Мозг мой, казалось, был трепанирован, позвоночник — распилен надвое. Тем не менее я все быстрее и быстрее сосал фаллос; я втягивал его в себя как сосок; я пытался опустошить его и ощущал, как тот пульсирует, дрожит и трепещет. Внезапно врата семявыводящих каналов открылись, и из адского пламени мы, осыпаемые дождем обжигающих искр, поднялись на восхитительно спокойный, сладостный Олимп.
Отдохнув несколько минут, я приподнялся на локте и стал наслаждаться удивительной красотой моего любовника. Он был настоящим образцом чувственной красоты; грудь у него была широкая и сильная, руки — мускулистые; на самом деле я никогда не видел столь могучего и в то же время хрупкого сложения; на нем не только не было ни капли жира, но даже лишней плоти. Он состоял из нервов, мускулов и жил. Именно крепкие, гибкие суставы делали его движения свободными, легкими и грациозными, что так характерно для семейства кошачьих, от которых в нем была еще и гибкость; ибо, когда он прижимался к вам, казалось, он обвивается вокруг вас, как змея. Кожа у него была жемчужной белизны, тогда как волосы на всех частях тела, кроме головы, были черными.
Телени открыл глаза, потянулся ко мне, взял мою руку, поцеловал и затем укусил меня сзади за шею; после этого он осыпал мою спину поцелуями, которые следовали друг за другом с такой частотой, что казалось, на меня пролился дождь из лепестков розы, осыпавшихся с какого-то пышного цветка.

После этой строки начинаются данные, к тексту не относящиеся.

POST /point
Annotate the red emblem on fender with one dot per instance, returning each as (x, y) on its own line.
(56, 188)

Потом он добрался до двух мясистых долей, раздвинул их руками и вонзил язык в то отверстие, куда так недавно засовывал палец. Это ощущение было для меня новым и волнующим. Проделав это, он встал и протянул руку, чтобы помочь мне подняться.
«А теперь, — сказал он, — давайте пройдем в соседнюю комнату и посмотрим, нет ли там чего-нибудь поесть; думаю, нам необходимо подкрепиться, хотя, возможно, было бы неплохо принять ванну, перед тем как сесть за стол и поужинать. Как вы думаете?»
«Это может причинить вам беспокойство».
В ответ он проводил меня в комнату наподобие кельи, всю уставленную папоротниками и перьевидными пальмами, в которую — как он показал — солнечные лучи проникали через световой люк, расположенный сверху.